Bien sûr, dans le cas de Super U, l’objectif de la chaîne était avant tout de surfer sur la vague de critique des jouets genrés pour faire parler d’elle et engendrer plus de profits. Toutefois, beaucoup de personnes sont persuadées que la seule façon de lutter contre le sexisme, et notamment les jouets genrés, c’est d’éduquer les gens par des campagnes d’information et dans les écoles. Ce type d’approche a pourtant ses limites.
Les jouets genrés apprennent aux enfants le rôle qu’ils sont censés prendre dans la société en tant qu’homme ou femme. Or, si les hommes et les femmes se voient attribuer des rôles sociaux différents, c’est parce que la position économique qu’ils occupent est également différente. Ainsi, le fait qu’une femme touche en moyenne un salaire plus faible que son conjoint aura pour conséquence que c’est généralement elle qui va abandonner son travail ou passer à temps partiel pour s’occuper des enfants.

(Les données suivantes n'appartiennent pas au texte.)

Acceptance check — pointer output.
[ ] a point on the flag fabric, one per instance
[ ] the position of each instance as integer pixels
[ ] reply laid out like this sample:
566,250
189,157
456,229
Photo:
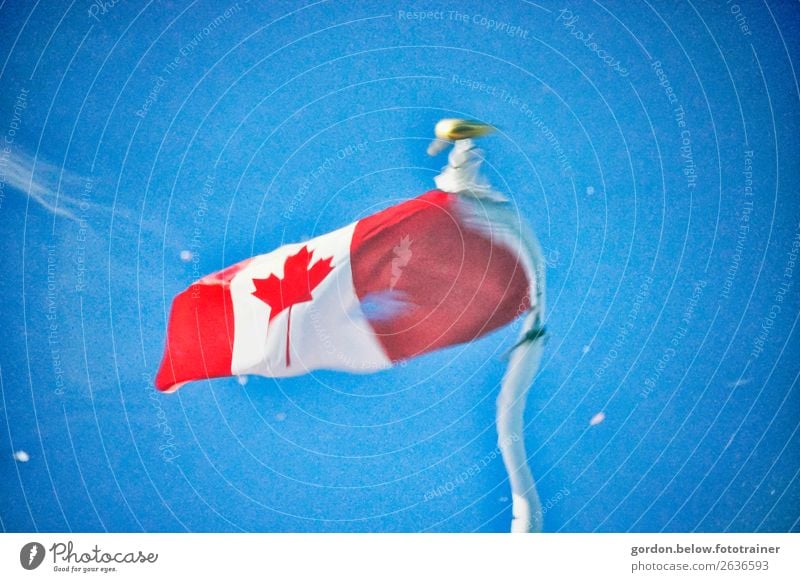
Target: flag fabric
424,274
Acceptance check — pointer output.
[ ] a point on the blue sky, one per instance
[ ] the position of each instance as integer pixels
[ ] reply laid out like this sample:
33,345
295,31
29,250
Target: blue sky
652,148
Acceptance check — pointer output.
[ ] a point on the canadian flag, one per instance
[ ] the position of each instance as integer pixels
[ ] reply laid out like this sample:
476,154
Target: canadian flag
431,272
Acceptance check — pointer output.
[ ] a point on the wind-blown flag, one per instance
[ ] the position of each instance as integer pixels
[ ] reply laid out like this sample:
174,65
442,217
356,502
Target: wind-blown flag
428,273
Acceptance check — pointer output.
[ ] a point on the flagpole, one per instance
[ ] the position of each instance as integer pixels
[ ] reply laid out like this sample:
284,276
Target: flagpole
463,176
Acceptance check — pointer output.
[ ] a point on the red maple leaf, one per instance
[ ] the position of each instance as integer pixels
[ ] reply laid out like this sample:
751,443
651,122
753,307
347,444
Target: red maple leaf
299,280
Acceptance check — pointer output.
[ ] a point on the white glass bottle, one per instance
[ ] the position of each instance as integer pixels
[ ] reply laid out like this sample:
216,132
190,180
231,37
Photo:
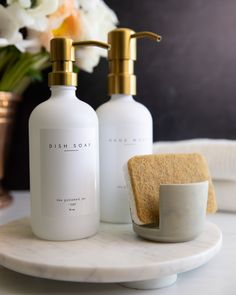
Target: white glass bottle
125,130
64,156
125,126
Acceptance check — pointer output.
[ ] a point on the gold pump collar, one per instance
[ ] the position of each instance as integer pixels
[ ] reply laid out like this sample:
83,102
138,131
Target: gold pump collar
121,56
62,55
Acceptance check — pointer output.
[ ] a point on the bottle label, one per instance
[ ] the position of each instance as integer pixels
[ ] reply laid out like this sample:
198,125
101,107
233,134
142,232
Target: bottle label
68,171
118,145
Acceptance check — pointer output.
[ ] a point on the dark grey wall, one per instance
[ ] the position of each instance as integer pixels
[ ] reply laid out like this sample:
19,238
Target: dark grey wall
187,81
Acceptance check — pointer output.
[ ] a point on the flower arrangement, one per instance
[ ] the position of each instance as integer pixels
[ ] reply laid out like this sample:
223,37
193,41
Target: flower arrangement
27,26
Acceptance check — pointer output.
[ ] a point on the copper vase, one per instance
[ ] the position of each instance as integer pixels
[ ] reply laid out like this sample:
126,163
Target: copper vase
8,106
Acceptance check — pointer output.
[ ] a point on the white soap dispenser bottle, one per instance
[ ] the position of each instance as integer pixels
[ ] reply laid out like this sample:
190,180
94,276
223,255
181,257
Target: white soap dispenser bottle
125,126
64,155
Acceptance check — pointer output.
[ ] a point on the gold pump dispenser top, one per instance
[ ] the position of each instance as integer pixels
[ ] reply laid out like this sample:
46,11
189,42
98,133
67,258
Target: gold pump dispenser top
62,56
121,57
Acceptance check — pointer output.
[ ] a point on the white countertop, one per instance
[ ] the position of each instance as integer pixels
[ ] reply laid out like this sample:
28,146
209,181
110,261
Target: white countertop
217,277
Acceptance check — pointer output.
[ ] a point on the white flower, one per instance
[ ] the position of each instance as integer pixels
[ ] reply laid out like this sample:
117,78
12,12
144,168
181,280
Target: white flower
23,3
33,18
97,19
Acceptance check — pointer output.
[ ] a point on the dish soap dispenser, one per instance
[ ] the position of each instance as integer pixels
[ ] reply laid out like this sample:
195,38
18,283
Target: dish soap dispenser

La manière dont sont organisés les services publics et la sécurité sociale a un impact direct sur cette répartition des rôles. Par exemple, le congé de paternité est très court en Belgique force dès le départ les jeunes mères à s’occuper seules de leurs enfants. De même, la pénurie de places dans les crèches et dans les maisons de repos et le coût de ces services en constante augmentation poussent les femmes à rester à la maison pour s’occuper de leur bébé ou d’un parent malade.
L’éducation est bien sûr un outil important, mais elle ne change pas la manière dont la société est organisée. Convaincre les parents d’acheter des jouets neutres n’est pas suffisant si on ne s’attaque pas aux causes des inégalités entre hommes et femmes et des préjugés sexistes qui vont avec.
Toujours plus de jouets, toujours moins de temps en famille
Pour des parents qui courent toute la journée entre leur travail, les courses et la crèche ou l’école, offrir des jouets – qu’ils soient genrés ou non – peut être une façon de se déculpabiliser de ne pas prendre plus de temps pour jouer avec leurs enfants. Cette tendance est bien évidemment exploitée par les enseignes de jouets qui y voient une façon de maximiser leurs profits.
Pourtant, le meilleur cadeau pour ces familles ne serait-il pas de pouvoir passer plus de temps ensemble pour les loisirs, et moins de temps au boulot, dans les embouteillages ou à faire le ménage ? Cela nécessiterait un projet de société qui va à l’encontre des politiques d’austérité actuelles, de la flexibilisation toujours plus accrue du travail (Loi Peeters), une société qui réponde aux besoins de base des familles. Cela signifie d’assurer que chacun dispose de revenus suffisants, d’offrir des allocations familiales qui couvrent réellement le coût d’un enfant, et de renforcer les services publics : crèches, écoles, loisirs, écoles de devoirs, transports publics, etc. et la création de nouveaux : blanchisseries, ateliers de repassage, services de nettoyage, services de repas frais et de qualité sur les lieux de travail, dans les écoles et les quartiers, etc.
Et puisque ces services publics libéreraient les femmes de tâches qui leur sont traditionnellement dévolues (le ménage et l’éducation des enfants), ils participeraient à lutter contre les préjugés sur les rôles que les hommes et les femmes sont censés remplir. Les jouets genrés n’auront qu’à bien se tenir.